Improving Sequential Recommendations with LLMs
Artun Boz, Wouter Zorgdrager, Zoe Kotti, Jesse Harte, Panos Louridas, Dietmar Jannach, Vassilios Karakoidas, Marios Fragkoulis
TL;DR
This work investigates how Large Language Models (LLMs) can enhance sequential recommendations by proposing three orthogonal approaches: semantic item embeddings via LLMs (LLMSeqSim), prompt-based fine-tuning of LLMs for next-item generation/ranking (LLMSeqPrompt), and LLM-enhanced sequential models that inject LLM-derived item representations (LLM2Sequential), plus hybrids. Across three datasets (Amazon Beauty, Delivery Hero, Steam), the study shows substantial accuracy gains when incorporating LLM embeddings into existing sequential models, with LLM2Sequential variants often achieving the largest improvements in NDCG@20 and notable boosts in catalog coverage and serendipity. Fine-tuning LLMs (GPT and PaLM) yields strong performance gains across several tasks, with GPT generally outperforming PaLM in the reported setups and reducing hallucinations.
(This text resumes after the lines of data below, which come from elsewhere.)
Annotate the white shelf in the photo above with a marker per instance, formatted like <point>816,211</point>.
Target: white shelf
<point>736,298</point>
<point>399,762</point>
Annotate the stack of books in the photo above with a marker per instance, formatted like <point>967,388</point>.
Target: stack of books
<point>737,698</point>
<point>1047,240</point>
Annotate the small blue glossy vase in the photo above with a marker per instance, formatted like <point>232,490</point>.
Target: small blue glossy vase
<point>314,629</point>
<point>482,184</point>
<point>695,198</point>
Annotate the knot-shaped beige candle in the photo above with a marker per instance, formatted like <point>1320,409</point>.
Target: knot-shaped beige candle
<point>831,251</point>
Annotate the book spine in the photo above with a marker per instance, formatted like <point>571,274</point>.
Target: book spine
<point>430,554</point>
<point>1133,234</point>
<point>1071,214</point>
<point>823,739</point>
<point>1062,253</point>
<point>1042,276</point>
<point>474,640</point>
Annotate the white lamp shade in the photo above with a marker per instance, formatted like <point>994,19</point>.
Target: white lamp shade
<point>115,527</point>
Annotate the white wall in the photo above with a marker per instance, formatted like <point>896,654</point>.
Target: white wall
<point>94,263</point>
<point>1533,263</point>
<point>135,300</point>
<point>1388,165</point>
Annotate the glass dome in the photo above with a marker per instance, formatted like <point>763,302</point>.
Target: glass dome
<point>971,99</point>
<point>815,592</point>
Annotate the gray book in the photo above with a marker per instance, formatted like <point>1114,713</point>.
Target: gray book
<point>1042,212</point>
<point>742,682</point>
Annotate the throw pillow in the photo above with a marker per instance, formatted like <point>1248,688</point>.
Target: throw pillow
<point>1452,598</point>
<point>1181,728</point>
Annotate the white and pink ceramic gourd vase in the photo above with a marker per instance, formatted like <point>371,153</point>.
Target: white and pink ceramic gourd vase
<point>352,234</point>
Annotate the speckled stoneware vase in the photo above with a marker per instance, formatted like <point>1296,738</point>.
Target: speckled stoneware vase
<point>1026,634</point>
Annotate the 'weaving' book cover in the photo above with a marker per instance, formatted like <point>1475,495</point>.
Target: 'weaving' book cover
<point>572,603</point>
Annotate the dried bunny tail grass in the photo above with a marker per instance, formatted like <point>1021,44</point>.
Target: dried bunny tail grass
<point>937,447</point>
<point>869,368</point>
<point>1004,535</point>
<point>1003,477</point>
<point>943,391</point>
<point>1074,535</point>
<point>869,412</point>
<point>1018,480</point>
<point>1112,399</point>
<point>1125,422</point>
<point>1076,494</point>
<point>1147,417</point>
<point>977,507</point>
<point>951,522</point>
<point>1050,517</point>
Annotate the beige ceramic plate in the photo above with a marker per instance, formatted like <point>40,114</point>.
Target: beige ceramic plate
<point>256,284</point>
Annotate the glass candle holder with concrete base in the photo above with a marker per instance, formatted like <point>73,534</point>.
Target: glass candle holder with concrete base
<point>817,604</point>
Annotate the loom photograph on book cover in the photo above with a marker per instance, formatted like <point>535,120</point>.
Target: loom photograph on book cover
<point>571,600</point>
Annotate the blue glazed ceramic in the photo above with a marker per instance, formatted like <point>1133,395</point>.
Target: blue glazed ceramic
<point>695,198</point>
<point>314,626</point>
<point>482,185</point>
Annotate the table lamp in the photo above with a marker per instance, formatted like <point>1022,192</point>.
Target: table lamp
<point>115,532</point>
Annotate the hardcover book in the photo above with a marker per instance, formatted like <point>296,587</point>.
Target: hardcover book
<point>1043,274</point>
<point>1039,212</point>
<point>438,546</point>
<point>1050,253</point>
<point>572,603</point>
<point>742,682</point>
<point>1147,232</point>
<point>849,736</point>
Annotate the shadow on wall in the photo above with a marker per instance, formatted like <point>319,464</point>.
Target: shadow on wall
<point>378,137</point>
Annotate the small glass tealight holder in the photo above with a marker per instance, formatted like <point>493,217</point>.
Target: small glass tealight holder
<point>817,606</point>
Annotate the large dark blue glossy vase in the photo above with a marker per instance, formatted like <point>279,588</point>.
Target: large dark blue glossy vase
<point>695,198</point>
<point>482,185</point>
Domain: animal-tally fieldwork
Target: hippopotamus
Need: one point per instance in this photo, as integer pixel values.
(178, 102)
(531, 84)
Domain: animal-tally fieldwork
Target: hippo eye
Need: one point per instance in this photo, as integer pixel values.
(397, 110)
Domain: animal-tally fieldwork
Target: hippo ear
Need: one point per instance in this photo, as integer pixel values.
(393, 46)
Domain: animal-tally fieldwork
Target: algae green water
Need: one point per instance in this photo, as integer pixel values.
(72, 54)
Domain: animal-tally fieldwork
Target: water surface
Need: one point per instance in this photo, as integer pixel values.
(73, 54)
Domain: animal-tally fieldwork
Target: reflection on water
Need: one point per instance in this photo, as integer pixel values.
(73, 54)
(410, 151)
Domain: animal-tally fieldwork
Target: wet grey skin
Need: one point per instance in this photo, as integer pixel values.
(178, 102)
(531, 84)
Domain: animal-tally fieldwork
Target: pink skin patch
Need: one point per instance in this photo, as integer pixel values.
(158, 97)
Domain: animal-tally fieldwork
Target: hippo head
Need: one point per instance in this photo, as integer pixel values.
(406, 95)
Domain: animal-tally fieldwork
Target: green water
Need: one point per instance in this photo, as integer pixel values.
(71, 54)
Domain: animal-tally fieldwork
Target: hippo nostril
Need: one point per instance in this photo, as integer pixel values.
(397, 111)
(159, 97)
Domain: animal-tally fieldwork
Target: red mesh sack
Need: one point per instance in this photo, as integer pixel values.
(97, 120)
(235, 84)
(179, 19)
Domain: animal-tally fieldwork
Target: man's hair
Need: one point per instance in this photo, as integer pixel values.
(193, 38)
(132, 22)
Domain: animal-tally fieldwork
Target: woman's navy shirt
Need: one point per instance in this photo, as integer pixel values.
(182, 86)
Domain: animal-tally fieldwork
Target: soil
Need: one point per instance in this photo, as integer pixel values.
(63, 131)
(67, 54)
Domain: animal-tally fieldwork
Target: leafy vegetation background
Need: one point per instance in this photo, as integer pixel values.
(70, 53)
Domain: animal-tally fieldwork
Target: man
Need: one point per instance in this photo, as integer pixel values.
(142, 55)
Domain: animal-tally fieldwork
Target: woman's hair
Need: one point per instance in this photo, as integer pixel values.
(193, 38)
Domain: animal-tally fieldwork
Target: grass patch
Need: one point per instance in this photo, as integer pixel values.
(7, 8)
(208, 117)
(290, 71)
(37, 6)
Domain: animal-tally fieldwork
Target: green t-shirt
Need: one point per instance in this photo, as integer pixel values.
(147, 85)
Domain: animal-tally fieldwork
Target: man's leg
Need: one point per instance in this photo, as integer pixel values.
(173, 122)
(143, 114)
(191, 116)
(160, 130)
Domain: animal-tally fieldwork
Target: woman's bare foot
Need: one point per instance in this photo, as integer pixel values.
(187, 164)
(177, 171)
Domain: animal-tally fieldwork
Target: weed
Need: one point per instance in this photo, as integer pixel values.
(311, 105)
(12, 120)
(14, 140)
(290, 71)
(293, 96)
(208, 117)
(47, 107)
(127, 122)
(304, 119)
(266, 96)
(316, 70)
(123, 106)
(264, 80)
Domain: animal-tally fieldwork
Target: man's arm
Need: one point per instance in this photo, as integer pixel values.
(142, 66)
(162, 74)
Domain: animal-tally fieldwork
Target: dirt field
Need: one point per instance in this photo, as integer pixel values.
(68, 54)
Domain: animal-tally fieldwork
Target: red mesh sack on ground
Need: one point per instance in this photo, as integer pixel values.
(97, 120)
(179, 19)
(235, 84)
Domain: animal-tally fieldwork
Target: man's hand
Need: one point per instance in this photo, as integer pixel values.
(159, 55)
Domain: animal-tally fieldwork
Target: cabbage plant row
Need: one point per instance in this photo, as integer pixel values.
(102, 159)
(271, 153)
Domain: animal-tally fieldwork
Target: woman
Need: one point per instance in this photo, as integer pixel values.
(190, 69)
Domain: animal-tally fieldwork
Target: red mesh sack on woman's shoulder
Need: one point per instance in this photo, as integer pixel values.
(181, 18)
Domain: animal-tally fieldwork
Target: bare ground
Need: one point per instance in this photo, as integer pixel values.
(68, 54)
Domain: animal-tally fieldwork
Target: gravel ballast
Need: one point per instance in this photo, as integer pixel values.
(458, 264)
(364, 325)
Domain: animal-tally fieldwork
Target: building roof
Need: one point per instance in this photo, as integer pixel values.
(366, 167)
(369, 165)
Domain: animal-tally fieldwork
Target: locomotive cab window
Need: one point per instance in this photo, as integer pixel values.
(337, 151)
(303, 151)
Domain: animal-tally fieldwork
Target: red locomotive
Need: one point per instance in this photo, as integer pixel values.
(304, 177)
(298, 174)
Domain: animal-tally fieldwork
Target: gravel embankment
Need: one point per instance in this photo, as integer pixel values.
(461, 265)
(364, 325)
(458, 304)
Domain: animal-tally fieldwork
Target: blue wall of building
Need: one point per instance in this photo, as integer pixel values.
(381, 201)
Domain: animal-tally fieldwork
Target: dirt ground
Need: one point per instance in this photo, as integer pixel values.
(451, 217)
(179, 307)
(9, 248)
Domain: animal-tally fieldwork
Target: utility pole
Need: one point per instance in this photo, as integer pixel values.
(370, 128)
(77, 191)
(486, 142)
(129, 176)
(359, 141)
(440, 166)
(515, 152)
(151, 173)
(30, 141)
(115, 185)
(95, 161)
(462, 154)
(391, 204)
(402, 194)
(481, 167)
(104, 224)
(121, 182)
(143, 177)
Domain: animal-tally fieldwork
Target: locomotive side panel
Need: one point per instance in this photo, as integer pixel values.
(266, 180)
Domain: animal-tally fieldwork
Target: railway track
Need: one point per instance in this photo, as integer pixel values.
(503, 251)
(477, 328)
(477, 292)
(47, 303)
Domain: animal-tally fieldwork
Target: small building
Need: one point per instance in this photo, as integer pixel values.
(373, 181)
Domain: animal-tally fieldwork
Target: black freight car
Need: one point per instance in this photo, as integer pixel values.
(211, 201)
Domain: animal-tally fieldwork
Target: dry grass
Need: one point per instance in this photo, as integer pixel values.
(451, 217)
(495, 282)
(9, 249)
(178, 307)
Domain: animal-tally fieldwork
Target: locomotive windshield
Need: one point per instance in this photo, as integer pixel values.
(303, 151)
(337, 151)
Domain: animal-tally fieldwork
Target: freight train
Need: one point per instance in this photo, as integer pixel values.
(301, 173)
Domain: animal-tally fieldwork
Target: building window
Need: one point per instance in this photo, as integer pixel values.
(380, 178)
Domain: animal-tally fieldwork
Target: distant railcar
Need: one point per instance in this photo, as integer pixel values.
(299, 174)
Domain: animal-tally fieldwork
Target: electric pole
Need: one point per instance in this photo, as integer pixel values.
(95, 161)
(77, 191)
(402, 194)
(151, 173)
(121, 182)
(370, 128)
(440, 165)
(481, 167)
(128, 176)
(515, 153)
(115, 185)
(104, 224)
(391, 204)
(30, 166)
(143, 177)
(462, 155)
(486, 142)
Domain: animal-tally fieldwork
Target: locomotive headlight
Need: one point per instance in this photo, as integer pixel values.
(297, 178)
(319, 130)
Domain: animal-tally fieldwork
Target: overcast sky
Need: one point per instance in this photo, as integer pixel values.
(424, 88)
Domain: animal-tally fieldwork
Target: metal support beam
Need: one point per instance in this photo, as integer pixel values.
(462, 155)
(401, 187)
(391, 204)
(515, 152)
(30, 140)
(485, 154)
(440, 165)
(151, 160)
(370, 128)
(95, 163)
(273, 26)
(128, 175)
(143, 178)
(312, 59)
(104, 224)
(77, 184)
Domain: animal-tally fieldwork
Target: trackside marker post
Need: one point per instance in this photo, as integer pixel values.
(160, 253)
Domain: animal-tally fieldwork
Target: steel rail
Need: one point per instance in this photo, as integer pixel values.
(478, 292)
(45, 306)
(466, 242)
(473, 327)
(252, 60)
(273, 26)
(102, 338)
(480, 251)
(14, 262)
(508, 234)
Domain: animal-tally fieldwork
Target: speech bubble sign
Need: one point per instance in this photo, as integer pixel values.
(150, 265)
The results highlight the practical value of leveraging semantic knowledge from LLMs to enhance sequential recommendations and provide a comprehensive, reproducible evaluation of multiple LLM-based strategies and hybrids for real-world deployment.
Abstract
The sequential recommendation problem has attracted considerable research attention in the past few years, leading to the rise of numerous recommendation models. In this work, we explore how Large Language Models (LLMs), which are nowadays introducing disruptive effects in many AI-based applications, can be used to build or improve sequential recommendation approaches. Specifically, we design three orthogonal approaches and hybrids of those to leverage the power of LLMs in different ways. In addition, we investigate the potential of each approach by focusing on its comprising technical aspects and determining an array of alternative choices for each one. We conduct extensive experiments on three datasets and explore a large variety of configurations, including different language models and baseline recommendation models, to obtain a comprehensive picture of the performance of each approach. Among other observations, we highlight that initializing state-of-the-art sequential recommendation models such as BERT4Rec or SASRec with embeddings obtained from an LLM can lead to substantial performance gains in terms of accuracy. Furthermore, we find that fine-tuning an LLM for recommendation tasks enables it to learn not only the tasks, but also concepts of a domain to some extent. We also show that fine-tuning OpenAI GPT leads to considerably better performance than fine-tuning Google PaLM 2. Overall, our extensive experiments indicate a huge potential value of leveraging LLMs in future recommendation approaches. We publicly share the code and data of our experiments to ensure reproducibility.